Il Pulpito di marmo è sorretto da sette Colonne assottigliate, di cui una è posta al centro; delle restanti sei Colonne, tre poggiano, in successione alternata, poggiano su una Leonessa che allatta i piccoli, un Leone che azzanna un cavallo e una Figura Umana (o Adamo o Atlante), mentre le altre tre Colonne poggiano direttamente sul pavimento.
Sulle colonne si impostano degli Archi Acuti, recanti, nelle strombature, figure di Profeti e, negli spigoli fra Arco ed Arco, figure di Sibille.

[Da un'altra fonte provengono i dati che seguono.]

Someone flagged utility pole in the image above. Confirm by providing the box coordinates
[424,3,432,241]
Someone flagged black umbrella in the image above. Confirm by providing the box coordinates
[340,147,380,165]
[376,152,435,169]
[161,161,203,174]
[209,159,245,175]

Sono presenti sulla Balaustra cinque Bassorilievi: la Natività, l’Adorazione dei Magi, la Strage degli Innocenti, la Crocefissione e il Giudizio Finale; la drammaticità di questi rilievi è data dai forti contrasti di luci ed ombre e dal dinamismo.

La Vetrata

La diffusione della Vetrata costituita da Lastre di Vetro di Vari Colori, unite da una Rete sottile di Righelli di Piombo e inserite in un’Intelaiatura Metallica, è strettamente legata allo sviluppo dell’Architettura Gotica, caratterizzata dal progressivo abbandono di parti in muratura a favore di grandi Vetrate.
Per realizzare una Vetrata innanzitutto veniva disegnato il modello dell’Opera su una tavola di legno spalmata di gesso, sostituita successivamente da carta, oppure pergamena e cartone. Su questo Modello venivano poi disposti i Vetri Tagliati, successivamente essi vengono pitturati; per definire i tratti principali del disegno veniva usata una Tinta di colore scuro (Grisaille).
Poi i Pezzi di Vetro pitturati venivano incastrati in un’Armatura di Piombo, che oltre a tenerli insieme, sottolineava i Contorni dell’Immagine.
Essendo la realizzazione di una Vetrata un lavoro particolarmente complesso, spesso il Vetraio e il Pittore erano due figure distinte che collaboravano: il Pittore progettava e il Vetraio realizzava.
Un esempio è la Vetrata del Coro del Duomo di Siena (1287-1288), il cui disegno è stato attribuita a Duccio di Buoninsegna o a Cimabue.